While this music sounds easy to the ear, it is very difficult to pull off convincingly. The quartet was not just on top of their game, but also having great fun.
The oldest piece on show was Camille Saint-Saens’s shimmering Aquarium from Carnival of the Animals, which made an appearance in The Curious Case of Benjamin Button.
Far more recent was the music of Yann Tiersen, whose La valse d’Amelie and Comptine dun autre ete, l’apres-midi in The Fabulous Destiny of Amelie Poulain had little to do with Ravel or Debussy, but more the drolleries of Erik Satie married with minimalism.

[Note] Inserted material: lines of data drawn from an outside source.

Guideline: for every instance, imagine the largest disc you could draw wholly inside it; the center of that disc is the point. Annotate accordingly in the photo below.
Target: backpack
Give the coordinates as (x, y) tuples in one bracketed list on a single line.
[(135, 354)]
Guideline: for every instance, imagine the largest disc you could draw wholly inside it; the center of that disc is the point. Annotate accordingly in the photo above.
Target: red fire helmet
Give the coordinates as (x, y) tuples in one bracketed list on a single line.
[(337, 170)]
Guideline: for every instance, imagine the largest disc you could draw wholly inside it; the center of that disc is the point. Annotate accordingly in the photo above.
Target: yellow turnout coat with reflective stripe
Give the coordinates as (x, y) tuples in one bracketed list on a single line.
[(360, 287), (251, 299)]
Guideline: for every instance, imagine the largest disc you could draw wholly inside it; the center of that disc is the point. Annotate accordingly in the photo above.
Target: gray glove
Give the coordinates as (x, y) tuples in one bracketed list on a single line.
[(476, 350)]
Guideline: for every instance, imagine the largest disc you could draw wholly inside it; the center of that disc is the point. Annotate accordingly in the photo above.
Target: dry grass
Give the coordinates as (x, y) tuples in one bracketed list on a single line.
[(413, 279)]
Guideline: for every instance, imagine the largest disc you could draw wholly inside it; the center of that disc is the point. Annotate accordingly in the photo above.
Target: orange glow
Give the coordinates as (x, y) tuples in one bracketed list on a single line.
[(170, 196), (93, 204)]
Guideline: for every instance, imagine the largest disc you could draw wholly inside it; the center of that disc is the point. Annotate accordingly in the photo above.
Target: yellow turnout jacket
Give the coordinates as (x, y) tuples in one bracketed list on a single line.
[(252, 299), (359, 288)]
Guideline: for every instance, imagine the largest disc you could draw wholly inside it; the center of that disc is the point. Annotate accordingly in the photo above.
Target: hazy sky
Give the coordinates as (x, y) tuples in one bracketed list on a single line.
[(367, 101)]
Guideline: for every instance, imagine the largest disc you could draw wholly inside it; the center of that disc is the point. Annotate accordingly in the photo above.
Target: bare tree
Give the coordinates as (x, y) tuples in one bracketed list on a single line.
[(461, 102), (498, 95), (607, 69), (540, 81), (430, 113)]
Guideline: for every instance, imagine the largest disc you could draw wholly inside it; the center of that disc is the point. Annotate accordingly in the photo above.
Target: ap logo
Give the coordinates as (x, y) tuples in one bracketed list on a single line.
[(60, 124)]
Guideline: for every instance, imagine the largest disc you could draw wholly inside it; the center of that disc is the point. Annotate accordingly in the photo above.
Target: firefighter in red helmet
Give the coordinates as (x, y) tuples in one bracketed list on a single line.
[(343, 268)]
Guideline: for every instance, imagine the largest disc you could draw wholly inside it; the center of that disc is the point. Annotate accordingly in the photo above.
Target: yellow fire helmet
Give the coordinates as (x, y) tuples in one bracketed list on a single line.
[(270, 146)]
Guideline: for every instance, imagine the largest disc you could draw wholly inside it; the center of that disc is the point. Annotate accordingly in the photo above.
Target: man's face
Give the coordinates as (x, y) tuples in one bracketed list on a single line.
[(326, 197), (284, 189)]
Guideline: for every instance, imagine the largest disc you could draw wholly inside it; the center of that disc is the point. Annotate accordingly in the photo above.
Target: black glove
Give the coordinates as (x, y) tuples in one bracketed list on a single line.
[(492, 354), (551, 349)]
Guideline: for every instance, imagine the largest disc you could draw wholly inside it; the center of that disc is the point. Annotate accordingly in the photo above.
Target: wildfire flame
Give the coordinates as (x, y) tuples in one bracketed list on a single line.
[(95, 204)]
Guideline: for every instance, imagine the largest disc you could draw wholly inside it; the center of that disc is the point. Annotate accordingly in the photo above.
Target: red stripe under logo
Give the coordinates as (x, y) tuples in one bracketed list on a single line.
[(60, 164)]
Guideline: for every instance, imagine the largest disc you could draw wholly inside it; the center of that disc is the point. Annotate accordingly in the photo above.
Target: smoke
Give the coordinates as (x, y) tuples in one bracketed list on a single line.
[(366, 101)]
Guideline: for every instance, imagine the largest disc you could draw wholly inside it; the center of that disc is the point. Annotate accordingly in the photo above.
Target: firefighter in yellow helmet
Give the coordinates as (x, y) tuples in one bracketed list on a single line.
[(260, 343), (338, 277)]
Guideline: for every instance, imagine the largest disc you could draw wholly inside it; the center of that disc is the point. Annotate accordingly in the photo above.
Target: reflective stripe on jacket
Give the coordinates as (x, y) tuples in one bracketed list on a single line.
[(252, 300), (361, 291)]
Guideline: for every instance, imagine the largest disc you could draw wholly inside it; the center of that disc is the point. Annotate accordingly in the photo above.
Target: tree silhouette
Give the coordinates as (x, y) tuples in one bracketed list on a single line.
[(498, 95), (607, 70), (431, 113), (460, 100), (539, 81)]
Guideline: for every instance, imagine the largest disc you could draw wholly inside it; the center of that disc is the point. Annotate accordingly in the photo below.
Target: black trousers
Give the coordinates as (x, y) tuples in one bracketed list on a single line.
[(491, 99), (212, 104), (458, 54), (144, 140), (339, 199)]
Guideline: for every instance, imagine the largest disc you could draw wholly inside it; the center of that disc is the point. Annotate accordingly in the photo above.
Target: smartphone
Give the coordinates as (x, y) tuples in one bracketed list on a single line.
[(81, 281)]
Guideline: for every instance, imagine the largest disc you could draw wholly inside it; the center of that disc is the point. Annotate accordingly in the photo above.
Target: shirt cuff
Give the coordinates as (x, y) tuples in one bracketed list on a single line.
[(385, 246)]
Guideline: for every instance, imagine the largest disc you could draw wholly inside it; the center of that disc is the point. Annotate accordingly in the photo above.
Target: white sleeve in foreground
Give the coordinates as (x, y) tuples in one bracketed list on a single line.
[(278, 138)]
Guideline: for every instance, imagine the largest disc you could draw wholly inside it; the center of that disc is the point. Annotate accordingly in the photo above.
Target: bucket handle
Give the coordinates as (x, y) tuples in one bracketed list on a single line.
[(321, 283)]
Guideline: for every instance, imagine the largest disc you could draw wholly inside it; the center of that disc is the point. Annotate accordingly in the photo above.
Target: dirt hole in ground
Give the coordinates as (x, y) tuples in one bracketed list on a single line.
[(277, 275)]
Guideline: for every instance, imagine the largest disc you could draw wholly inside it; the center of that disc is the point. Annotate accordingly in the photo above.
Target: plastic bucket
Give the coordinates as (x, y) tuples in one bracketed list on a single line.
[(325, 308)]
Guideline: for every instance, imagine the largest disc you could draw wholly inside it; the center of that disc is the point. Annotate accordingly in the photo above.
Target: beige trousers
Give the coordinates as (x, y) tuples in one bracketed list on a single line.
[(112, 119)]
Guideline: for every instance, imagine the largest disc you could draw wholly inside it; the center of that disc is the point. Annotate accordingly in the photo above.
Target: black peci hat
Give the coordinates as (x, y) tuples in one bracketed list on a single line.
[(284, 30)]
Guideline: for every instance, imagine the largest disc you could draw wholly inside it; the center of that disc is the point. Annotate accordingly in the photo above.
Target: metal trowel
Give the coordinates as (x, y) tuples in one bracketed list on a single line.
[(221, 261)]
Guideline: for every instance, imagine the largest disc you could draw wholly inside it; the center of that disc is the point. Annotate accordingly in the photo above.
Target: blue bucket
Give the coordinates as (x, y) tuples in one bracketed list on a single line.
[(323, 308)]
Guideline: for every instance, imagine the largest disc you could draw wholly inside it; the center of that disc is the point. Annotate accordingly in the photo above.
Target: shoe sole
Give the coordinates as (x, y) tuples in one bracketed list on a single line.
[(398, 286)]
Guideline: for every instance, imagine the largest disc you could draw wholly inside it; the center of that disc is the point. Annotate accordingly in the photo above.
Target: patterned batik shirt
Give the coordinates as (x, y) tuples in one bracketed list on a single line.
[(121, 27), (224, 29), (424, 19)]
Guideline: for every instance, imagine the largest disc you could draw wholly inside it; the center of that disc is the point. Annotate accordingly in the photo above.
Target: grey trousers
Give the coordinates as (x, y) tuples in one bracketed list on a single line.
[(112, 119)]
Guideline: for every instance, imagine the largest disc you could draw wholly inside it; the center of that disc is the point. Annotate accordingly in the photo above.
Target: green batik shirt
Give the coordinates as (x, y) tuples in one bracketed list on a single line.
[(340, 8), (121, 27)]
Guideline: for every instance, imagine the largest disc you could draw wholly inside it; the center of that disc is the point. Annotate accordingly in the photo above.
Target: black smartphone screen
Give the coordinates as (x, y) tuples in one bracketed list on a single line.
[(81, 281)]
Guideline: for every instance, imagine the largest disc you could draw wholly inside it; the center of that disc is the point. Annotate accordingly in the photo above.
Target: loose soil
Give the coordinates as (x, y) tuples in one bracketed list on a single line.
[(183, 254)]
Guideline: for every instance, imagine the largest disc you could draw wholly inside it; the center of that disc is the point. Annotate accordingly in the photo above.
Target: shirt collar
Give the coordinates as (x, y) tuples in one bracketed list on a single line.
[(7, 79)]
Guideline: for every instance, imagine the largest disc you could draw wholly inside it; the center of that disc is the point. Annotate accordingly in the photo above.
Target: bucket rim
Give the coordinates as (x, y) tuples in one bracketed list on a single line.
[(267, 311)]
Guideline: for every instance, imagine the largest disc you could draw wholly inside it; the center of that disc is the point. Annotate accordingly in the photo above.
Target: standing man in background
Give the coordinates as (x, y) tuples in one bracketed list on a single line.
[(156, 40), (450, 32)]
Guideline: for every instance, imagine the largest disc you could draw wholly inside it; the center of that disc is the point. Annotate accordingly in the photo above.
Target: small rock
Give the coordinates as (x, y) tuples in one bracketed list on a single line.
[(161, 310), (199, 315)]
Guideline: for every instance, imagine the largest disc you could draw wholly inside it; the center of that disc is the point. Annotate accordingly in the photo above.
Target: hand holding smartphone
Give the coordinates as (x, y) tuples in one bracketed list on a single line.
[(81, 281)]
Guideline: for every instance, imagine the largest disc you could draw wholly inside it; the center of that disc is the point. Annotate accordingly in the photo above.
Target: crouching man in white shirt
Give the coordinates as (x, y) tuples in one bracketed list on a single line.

From Ludovic Bource, George Valentin and Waltz for Peppy from The Artist had ragtime and dancehall influences, sounding as elegant and insouciant as French music could possibly be. Ramu tapping on wood blocks was a sight to behold. The ubiquitous Michel Legrand had to feature sometime, his bittersweet minor key melodies of Windmills of Your Mind (The Thomas Crown Affair) and The Umbrellas of Cherbourg being greeted with knowing approval.
A suite of movie melodies were thus paraded, from Alexandre Desplat’s Elisa’s Theme from The Shape of Water (a waltz of touching simplicity), Francis Lai’s A Man and A Woman (a swinger known only to people of a certain vintage) to Carlos D’Alessio’s End Credits to Delicatessen (appropriately cheerful for a black humour horror pic about cannibalism).
It was, however, back to Bolling that the fab four returned for an encore, the Love Theme from California Suite. That was simply charming.